Union soldiers will die too.

Death by the Numbers, the Score of Brutality

So, do the math. 8,000 men and boys killed in a three day period in a small Pennsylvania town, Gettysburg, with only 2,400 permanent residents, making the disaster even more monumental for its contrast.

Sadly, there's even more.

27,000 soldiers from both sides will be wounded, many of their wounds so severe the soldiers will never be fit again for the work they did before the war. 

Farmers won't farm. Tailors won't stitch. Even teachers will not teach.

Gettysburg is a microcosm for a war within a nation of independent-minded states, three days of ferocious carnage in which giant killing machines consisting of tens of thousands of soldiers repeatedly did what they were designed to do — obliterate each other.

Was either side right enough to justify the horror?

In all the years of the War Between the States, according the most up to date estimates, 750,000 — three-quarters of a million — men and boys died, more than all other American wars combined, 15 times as many as died in all the years of the Vietnam conflict.

Aggravating the pains of the conflict is that we now knows, for all the dead and destroyed, much went unresolved at the end.

In Depth, The Battle of Gettysburg and The Strategies

The overall strategies for both sides at the Battle of Gettysburg were simple.

General Lee wanted to draw the battle lines out of Virginia and take war to the North. By invading Pennsylvania, he hoped to crush the Union spirit and prove they could not win, thereby ending the war.

The Union forces, now lead by General George Meade for only a few days, were determined to halt Lee’s invasion of the North and, doing so, reverse the course of a war they seemed to be losing.

The Battle of Gettysburg is generally considered the turning point in the Civil War. 

Lee, defeated, never mounted another offensive campaign, and once Ulysses S. Grant took over the Union Army, the two men pushed their killing machines against each other until one wore out.
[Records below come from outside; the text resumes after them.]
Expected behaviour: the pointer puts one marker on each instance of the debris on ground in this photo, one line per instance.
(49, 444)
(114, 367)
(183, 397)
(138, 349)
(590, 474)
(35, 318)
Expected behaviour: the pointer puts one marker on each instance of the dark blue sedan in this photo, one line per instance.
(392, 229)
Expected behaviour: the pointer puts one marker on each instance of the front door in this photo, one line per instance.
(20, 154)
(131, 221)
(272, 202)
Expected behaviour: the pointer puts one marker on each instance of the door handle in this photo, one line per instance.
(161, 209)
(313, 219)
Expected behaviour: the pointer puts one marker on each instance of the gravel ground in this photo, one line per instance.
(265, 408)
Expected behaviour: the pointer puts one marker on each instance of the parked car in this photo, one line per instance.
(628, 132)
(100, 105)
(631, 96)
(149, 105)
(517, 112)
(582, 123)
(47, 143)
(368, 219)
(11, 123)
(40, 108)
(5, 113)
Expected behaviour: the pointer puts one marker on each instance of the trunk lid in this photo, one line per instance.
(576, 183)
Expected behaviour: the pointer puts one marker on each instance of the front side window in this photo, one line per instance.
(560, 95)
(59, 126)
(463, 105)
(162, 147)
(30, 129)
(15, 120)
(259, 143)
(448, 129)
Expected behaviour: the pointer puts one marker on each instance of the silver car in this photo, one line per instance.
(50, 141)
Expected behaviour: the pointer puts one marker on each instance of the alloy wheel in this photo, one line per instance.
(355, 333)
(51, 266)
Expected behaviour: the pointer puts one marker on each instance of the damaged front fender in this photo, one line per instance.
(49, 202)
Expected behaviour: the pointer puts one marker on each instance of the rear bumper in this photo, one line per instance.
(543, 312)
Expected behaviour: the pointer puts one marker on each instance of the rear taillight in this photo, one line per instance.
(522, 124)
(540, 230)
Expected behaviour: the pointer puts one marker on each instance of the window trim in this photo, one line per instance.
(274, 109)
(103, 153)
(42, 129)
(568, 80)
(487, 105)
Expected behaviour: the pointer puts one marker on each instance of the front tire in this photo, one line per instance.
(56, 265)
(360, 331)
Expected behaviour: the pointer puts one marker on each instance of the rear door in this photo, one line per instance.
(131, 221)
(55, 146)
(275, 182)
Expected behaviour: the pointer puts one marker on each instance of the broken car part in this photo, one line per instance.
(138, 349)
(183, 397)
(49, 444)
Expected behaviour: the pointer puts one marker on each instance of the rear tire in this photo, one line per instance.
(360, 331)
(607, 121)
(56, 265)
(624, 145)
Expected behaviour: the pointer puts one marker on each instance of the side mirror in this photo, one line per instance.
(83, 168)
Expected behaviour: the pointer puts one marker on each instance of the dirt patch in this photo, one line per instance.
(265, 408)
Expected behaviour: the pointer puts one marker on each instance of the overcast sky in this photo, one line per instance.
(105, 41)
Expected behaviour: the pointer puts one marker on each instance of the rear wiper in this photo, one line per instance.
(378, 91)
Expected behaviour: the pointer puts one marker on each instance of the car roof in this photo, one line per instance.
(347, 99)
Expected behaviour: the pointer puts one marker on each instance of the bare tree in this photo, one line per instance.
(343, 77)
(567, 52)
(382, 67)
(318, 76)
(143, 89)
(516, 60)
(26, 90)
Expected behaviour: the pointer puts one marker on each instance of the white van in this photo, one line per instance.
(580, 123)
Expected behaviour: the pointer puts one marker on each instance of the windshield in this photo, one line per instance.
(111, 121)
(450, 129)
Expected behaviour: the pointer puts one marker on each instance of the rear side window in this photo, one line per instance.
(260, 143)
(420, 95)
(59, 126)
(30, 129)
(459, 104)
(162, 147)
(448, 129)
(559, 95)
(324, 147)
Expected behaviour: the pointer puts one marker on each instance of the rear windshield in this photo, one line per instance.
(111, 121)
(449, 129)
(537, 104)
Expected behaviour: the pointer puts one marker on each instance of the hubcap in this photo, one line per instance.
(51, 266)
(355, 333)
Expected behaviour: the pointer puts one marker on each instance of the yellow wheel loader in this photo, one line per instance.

The inhumanity after Gettysburg can be remembered in General William Tecumseh Sherman’s scorched earth march across the South, burning Atlanta to the ground, destroying civilian lives and livelihoods without anything resembling remorse, its results later portrayed in Gone With The Wind.
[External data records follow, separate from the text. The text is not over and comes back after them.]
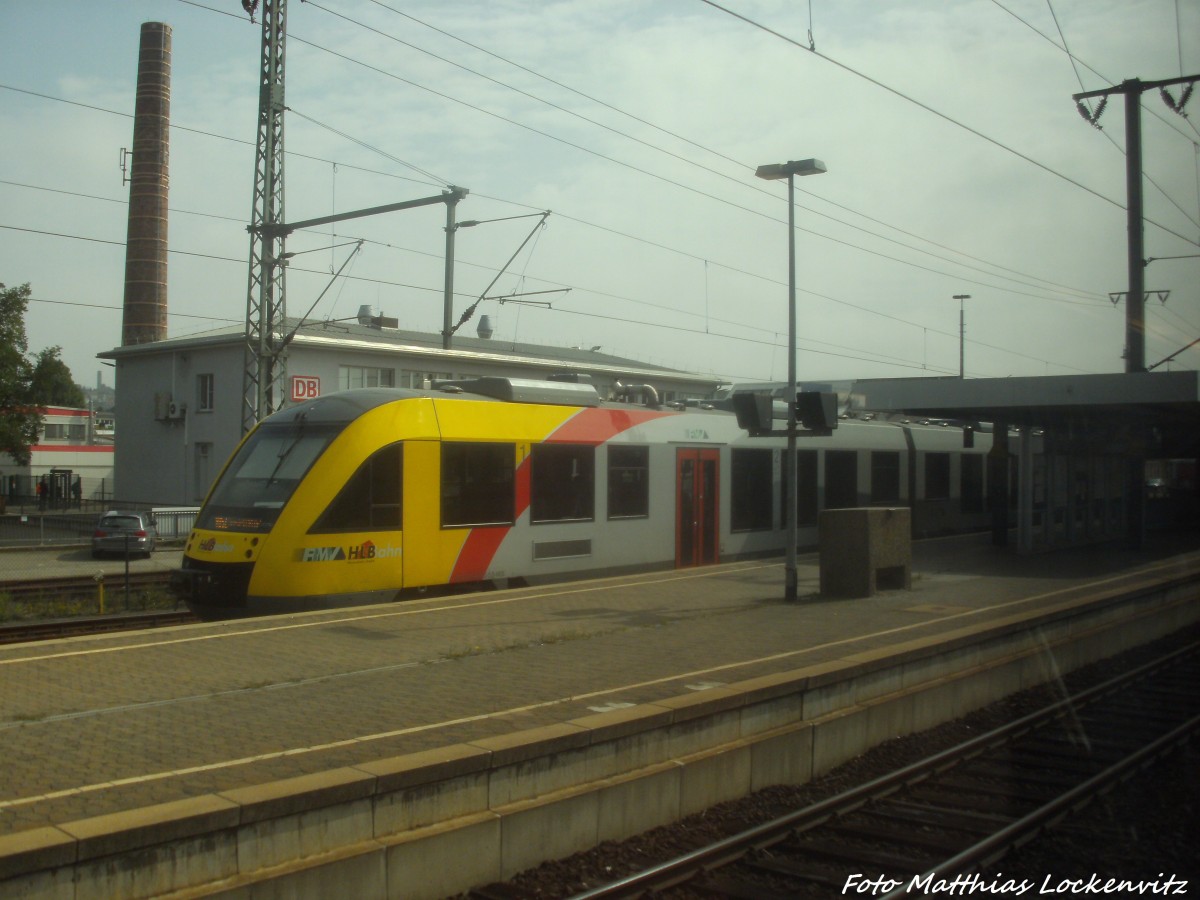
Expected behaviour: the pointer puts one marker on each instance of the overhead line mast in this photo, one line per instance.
(1135, 300)
(265, 349)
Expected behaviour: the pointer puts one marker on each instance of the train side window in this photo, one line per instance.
(885, 475)
(841, 479)
(971, 486)
(750, 493)
(562, 483)
(629, 481)
(805, 490)
(372, 499)
(477, 484)
(937, 477)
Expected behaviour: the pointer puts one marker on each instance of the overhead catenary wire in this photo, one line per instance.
(742, 183)
(945, 117)
(613, 231)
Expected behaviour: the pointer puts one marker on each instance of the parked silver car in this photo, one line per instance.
(124, 532)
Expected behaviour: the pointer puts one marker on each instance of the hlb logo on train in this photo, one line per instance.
(367, 550)
(305, 388)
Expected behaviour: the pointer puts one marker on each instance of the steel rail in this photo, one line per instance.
(726, 851)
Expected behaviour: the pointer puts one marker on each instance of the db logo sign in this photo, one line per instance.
(305, 388)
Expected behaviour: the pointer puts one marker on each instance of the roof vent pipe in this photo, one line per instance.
(627, 391)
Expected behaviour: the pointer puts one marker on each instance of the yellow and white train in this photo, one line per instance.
(365, 495)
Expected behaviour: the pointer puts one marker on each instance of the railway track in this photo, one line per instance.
(946, 820)
(81, 586)
(25, 631)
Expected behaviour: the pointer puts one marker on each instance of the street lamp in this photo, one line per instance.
(963, 333)
(774, 172)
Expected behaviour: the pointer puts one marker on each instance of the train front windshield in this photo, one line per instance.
(263, 475)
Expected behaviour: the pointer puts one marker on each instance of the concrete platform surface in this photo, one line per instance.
(101, 725)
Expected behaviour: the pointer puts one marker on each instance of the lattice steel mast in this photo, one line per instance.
(265, 351)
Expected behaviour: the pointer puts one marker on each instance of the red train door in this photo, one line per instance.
(697, 535)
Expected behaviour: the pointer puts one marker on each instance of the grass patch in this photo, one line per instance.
(59, 605)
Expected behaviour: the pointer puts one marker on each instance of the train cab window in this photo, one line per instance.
(371, 499)
(477, 484)
(885, 475)
(937, 477)
(841, 479)
(750, 495)
(264, 473)
(629, 481)
(562, 483)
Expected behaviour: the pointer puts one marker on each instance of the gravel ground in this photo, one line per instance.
(1146, 828)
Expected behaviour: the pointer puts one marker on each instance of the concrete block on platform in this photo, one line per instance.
(444, 859)
(629, 807)
(34, 850)
(714, 778)
(837, 738)
(421, 789)
(534, 762)
(546, 828)
(313, 832)
(625, 739)
(781, 759)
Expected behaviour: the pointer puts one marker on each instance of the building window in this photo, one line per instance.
(629, 481)
(562, 483)
(351, 377)
(204, 393)
(477, 484)
(750, 501)
(885, 477)
(937, 477)
(371, 499)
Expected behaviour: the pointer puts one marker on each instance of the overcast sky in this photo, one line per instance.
(957, 165)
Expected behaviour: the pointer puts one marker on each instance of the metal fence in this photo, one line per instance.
(57, 491)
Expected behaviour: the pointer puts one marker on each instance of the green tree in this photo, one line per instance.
(18, 419)
(51, 382)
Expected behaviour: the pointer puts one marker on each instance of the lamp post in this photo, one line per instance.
(963, 333)
(775, 172)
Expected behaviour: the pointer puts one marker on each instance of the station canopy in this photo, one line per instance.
(1151, 414)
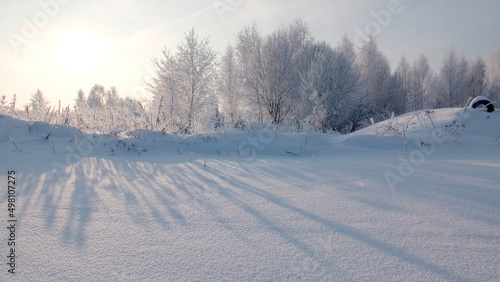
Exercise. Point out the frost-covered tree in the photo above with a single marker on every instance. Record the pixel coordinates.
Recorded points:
(196, 69)
(403, 72)
(165, 102)
(95, 99)
(12, 105)
(333, 81)
(184, 85)
(229, 86)
(494, 76)
(39, 106)
(80, 101)
(3, 104)
(249, 56)
(271, 68)
(375, 73)
(420, 84)
(112, 98)
(453, 78)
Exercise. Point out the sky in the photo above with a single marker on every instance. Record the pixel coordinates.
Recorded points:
(61, 46)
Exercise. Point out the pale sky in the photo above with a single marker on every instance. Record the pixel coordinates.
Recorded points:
(66, 45)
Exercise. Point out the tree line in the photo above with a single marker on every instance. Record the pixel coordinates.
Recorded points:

By the time it was over, only a fool believed the  states reunited under law were one nation in anything but a legal association. 

One hundred and fifty years later, the battle scars can be found from Pennsylvania fanning out across the South, the simmering distrust and resentment barely below the surface.
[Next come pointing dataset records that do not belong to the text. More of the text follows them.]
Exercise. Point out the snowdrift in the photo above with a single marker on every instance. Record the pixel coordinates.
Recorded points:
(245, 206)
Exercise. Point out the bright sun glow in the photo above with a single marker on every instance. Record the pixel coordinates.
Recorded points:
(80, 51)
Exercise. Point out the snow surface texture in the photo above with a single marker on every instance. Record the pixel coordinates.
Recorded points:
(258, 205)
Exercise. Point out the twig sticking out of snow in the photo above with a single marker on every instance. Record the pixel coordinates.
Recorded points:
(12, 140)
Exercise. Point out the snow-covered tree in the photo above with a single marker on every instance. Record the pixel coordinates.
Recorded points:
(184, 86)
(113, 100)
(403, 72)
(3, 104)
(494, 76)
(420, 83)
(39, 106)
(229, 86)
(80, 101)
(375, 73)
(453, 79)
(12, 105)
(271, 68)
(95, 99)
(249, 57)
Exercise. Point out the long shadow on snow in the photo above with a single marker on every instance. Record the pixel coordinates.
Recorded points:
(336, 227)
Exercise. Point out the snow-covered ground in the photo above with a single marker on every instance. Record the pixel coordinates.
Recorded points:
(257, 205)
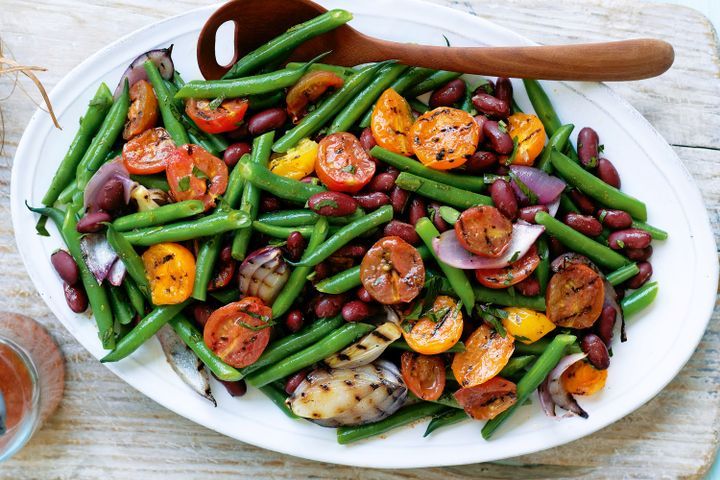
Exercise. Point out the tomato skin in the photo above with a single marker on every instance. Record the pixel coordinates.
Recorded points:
(227, 334)
(183, 169)
(143, 112)
(514, 273)
(148, 152)
(342, 163)
(487, 400)
(424, 375)
(225, 118)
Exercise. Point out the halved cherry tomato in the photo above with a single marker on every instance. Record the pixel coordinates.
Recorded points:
(531, 136)
(239, 332)
(342, 163)
(487, 400)
(391, 122)
(484, 231)
(514, 273)
(392, 271)
(439, 331)
(307, 90)
(195, 174)
(143, 112)
(424, 375)
(581, 378)
(148, 152)
(170, 268)
(444, 138)
(225, 118)
(575, 297)
(486, 353)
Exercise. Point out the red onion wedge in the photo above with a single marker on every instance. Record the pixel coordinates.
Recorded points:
(449, 250)
(135, 72)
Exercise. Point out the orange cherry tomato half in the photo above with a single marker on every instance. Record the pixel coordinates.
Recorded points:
(484, 231)
(424, 375)
(239, 332)
(487, 400)
(308, 89)
(342, 163)
(438, 331)
(148, 152)
(486, 353)
(514, 273)
(392, 271)
(143, 112)
(444, 138)
(170, 269)
(531, 137)
(225, 118)
(195, 174)
(391, 121)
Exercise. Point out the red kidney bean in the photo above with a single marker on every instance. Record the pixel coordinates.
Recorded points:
(642, 276)
(266, 120)
(629, 238)
(639, 254)
(294, 320)
(596, 350)
(607, 173)
(528, 213)
(372, 201)
(504, 198)
(234, 153)
(491, 106)
(614, 219)
(332, 204)
(584, 224)
(588, 143)
(355, 311)
(93, 222)
(448, 95)
(65, 266)
(75, 297)
(417, 210)
(499, 141)
(403, 230)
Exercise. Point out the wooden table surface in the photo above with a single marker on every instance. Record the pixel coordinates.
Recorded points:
(106, 429)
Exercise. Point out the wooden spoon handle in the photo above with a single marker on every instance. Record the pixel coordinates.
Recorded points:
(610, 61)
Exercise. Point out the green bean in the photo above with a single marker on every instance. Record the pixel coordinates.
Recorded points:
(365, 98)
(508, 298)
(404, 416)
(159, 216)
(282, 187)
(218, 222)
(293, 343)
(346, 234)
(405, 164)
(103, 141)
(288, 41)
(350, 278)
(250, 200)
(89, 125)
(332, 343)
(194, 339)
(315, 120)
(532, 379)
(133, 263)
(639, 299)
(592, 186)
(457, 278)
(436, 80)
(298, 277)
(441, 192)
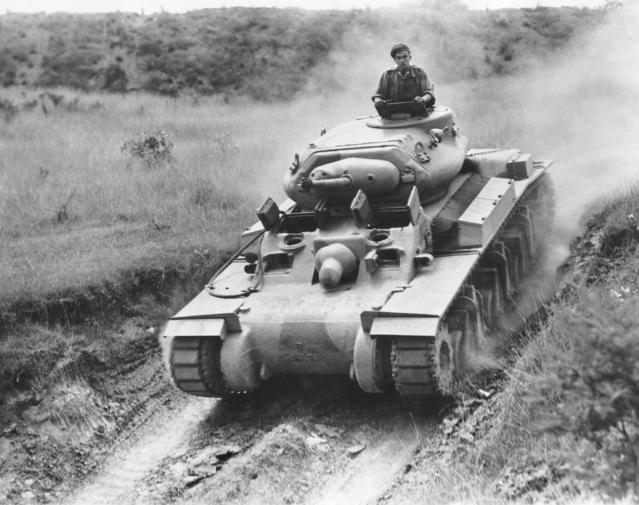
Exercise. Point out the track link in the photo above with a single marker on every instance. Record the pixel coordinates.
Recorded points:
(195, 366)
(431, 367)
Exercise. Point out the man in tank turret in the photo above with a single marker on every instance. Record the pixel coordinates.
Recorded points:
(405, 82)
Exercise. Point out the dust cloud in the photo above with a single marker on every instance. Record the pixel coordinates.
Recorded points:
(578, 109)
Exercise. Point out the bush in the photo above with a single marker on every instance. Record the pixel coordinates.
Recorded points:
(8, 110)
(115, 78)
(152, 148)
(594, 386)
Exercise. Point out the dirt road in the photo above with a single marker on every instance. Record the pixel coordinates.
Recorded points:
(324, 443)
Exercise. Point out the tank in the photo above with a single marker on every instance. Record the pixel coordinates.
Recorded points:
(396, 254)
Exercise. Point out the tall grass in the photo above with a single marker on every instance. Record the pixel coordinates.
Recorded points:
(74, 209)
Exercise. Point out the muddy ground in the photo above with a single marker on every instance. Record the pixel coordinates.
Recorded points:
(117, 431)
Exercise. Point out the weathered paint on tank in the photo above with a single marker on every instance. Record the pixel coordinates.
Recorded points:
(426, 153)
(395, 237)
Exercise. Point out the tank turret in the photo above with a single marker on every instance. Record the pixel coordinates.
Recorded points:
(384, 158)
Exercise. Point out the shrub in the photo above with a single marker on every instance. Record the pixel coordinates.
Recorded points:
(594, 386)
(115, 78)
(152, 148)
(8, 110)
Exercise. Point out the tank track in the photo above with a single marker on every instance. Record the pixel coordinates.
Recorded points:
(195, 366)
(418, 364)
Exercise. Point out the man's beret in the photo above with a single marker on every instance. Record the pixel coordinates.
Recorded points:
(398, 48)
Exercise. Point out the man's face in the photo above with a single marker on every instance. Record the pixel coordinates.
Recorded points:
(403, 60)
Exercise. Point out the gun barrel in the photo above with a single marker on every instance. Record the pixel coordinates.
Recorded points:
(339, 182)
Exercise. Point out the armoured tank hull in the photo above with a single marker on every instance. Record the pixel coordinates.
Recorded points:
(397, 250)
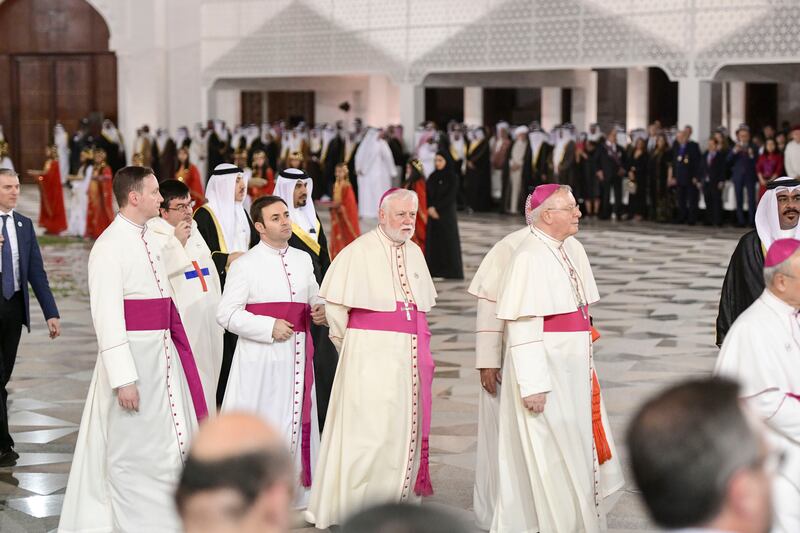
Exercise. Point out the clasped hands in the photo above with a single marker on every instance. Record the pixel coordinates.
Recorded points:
(283, 329)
The bitter legacy of the war lives on. 

Abraham Lincoln's Gettysburg Address 1863

Invited to speak at the dedication of the Soldiers’ National Cemetery in Gettysburg, four months after the battle, Lincoln was asked only to make a “few appropriate remarks.”

Following a two hour oration by Edward Everett Horton, he changed the meaning of the war and its implications in just two minutes. Read the text here.

Back to the Battle of Gettysburg, apart from the retrospective historical view that suggests it was the crucial battle that changed the war, it’s significance has expanded because of Abraham Lincoln’s Gettysburg Address.

Lessons From Gettysburg and the Civil War - Mementoes

What did we learn from the Civil War?

We learned that the right leadership can stir passions that inspire men and boys to sacrifice everything up to and including their lives on behalf of a principle. We learned that savagery can be cultivated in people who, outside the war, are gentle and kind.

In a war in which many brothers died, sometimes fighting on different sides, we learned that leaders can goad civilians into horrific battles to achieve goals they may never benefit from, even if they survive.

Current history suggests we also learned that a nation as big and inclusive as the United States is not guaranteed internal peace by its principles or best intentions. Roping individual states into unnatural unity has consequences.

All politics are local, and no war will ever change that, here or anywhere else.